6 bombs, that beat my 4 on Monday..... I'm still a noob at this bombing business


----------



## lenguamor (Nov 23, 2006)

First volley landed...damage assessment in progress.

Second volley on target in 3... 2...1...


----------



## Papichulo (Jan 21, 2007)

Take cover!! Take Cover!! Who will it be???


----------



## The Professor (Jul 20, 2006)

lenguamor said:


> First volley landed...damage assessment in progress.
> 
> Second volley on target in 3... 2...1...


fukk. I've been hit. this is gonna take a thread of it's own....


----------



## lenguamor (Nov 23, 2006)

The Professor said:


> fukk. I've been hit. this is gonna take a thread of it's own....


----------



## longknocker (Dec 16, 2007)

Nice surprise bomb!

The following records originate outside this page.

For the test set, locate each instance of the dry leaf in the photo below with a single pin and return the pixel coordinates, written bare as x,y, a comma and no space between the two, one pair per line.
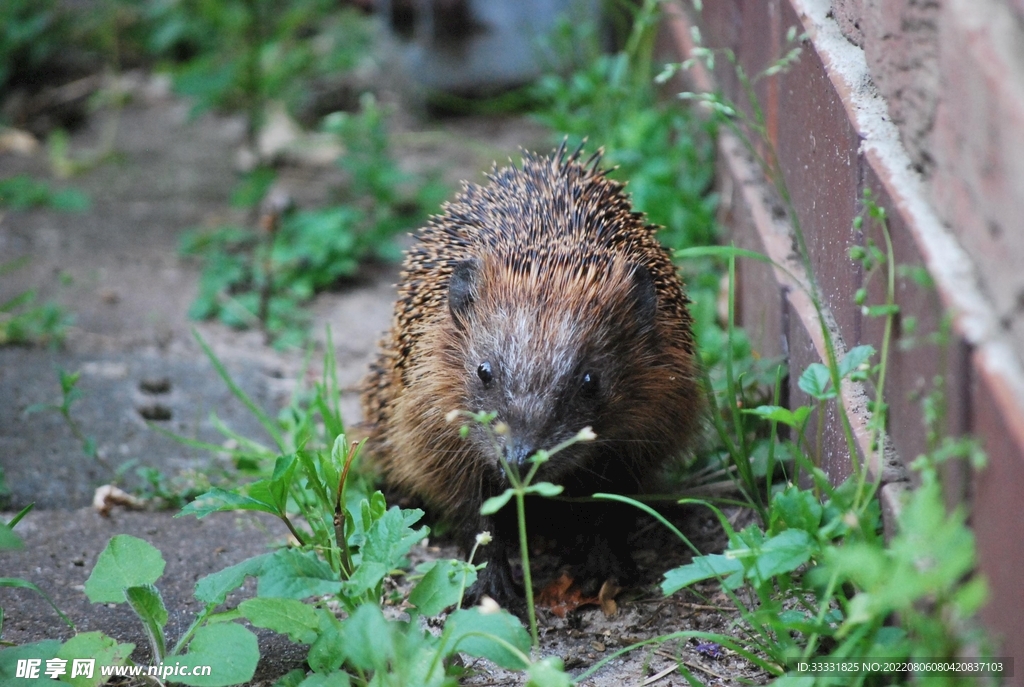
606,598
108,496
559,597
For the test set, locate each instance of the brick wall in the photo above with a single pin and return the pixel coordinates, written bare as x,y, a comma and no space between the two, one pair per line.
922,101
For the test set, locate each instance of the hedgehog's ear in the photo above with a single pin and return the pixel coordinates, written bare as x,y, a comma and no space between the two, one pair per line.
462,290
645,295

Especially on the Professor!
:tu


----------



## The Professor (Jul 20, 2006)

Laff it up while you still gots teeth, biotch. :bx :r :bx

Thread is posted....


----------



## Papichulo (Jan 21, 2007)

The Professor said:


> Laff it up while you still gots teeth, biotch. :bx :r :bx
> 
> Thread is posted....


hew, this is going to be an all out war like we experienced between Hollywod "MIKE" aka Dave and DarreL!!!:gn


----------



## lenguamor (Nov 23, 2006)

Third volley on target...

due to hit...in 3... 2... 1...


----------